Describe a typical day for you at work. You can go total Peter Gibbons on this one.
Let’s see, and considering I woke up early this morning with one after one of my huh, issues.
I try to show up right around 7:00. This floats a bit sometimes, because it’s never a sure thing how long it’ll take to get to the base. I also have to get a ride in, normally from my mother, because the bus stop is way too far for me to even try to walk.
I walk through the various security checkpoints to my work area. There’s a door with two-factor authentication, and a couple more where I have to swipe my badge. The floor height varies oddly moving between the concrete slab of the main office, and the raised floor of the area where I work.
Once inside, I stumble to my eighth of a cube. No, I’m not joking. I have an eighth of a cube. At some point, someone had decided that a “pod” configuration would be most productive. There are four main pods. I’m in the one farthest from the doors. Getting to the work area involves manuvering around people who haven’t even gotten promoted to an eighth of a cube; there’s no direct walkway to Myspace.
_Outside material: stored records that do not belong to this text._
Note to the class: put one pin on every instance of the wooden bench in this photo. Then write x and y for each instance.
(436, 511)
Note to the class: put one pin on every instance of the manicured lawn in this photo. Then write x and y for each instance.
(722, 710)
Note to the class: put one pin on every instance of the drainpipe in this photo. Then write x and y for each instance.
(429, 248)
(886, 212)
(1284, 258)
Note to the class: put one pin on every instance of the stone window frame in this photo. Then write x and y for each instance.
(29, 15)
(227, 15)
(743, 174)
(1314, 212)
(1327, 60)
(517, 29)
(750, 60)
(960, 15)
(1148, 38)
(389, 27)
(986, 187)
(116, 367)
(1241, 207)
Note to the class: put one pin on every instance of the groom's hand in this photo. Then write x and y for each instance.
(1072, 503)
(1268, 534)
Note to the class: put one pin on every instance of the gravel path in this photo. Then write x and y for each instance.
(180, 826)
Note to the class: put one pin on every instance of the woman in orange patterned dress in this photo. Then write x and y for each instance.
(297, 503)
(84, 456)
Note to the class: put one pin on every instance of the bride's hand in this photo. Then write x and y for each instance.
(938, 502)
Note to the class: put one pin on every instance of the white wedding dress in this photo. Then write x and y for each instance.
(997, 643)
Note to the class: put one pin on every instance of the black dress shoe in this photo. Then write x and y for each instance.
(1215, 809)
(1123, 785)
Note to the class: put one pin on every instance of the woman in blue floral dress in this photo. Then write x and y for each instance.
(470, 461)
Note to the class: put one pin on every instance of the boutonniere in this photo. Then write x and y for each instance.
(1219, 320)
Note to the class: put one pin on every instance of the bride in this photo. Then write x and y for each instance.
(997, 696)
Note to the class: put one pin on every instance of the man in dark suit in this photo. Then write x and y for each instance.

I hang my cane on the wall of the cube, and sit down to wait for my two PCs to boot. Next, I check the email accounts I can. Very rarely is there anything really of interest. Since they still haven’t gotten me full access to the tools I need to do my job, I try to look around to see if there’s anything, that would be shown in those tools, for me to fix.
At some point, I make the trek down the hall for my first of many trips to the bathroom.
It’s cold in there, the result of past electronic practice. (If you check most electronic components, the optimal temperature for operation is normally a few degrees warmer than where the overbuilding mastars keep server rooms. 73-78F doesn’t mean it’ll last any longer at 65. Seriously, y’all.) One bright side about the cold is that it does help keep me awake a bit amidst the drone of fans. Many days, though, I’ll have a cup of coffee to try to keep me awake and warm.
Because I have no way to leave the office, I don’t take a lunch. I snack at my eight of a cube. I worry about drinking too much liquid, or eating something that’d mess with my intestines. (Not that my MS drugs help any with those to begin with….) There’s a small bathroom inside the area, but I normally don’t use that one, because the one stall is often occupied.
I get through the day trying to not be hung up on what’s being done wrong. Yes, there’s many things that fall into that category. Hey, they’ve worked since 1996, so that must be the way to do them. Uh, actually not.
I languish away until whoever’s able to give me a ride is ready to leave, finally. Normally, since they’ve been able to leave at some point during the day, this is somewhere around 1530. If nobody’s able to give me a ride, I now try to see who in my family can come to pick me up. Getting a taxi there has been like Tony Romo with a game on the line. If I was allowed to have my cellphone, it’d be easier. But, that’s not allowed, and hasn’t been for years. “Just lock it in your car.” Uh, I don’t drive, y’all. “I don’t have to make accommodations for you!” Uh, yeah, you do, actually.
But they’ve shown unwillingness to do anything to accommodate me, really. This job sort of pays out bills. I’m trying to do good work, but my way of considering things is completely lost on folks. It’s fine; it’ll be over sooner rather than later.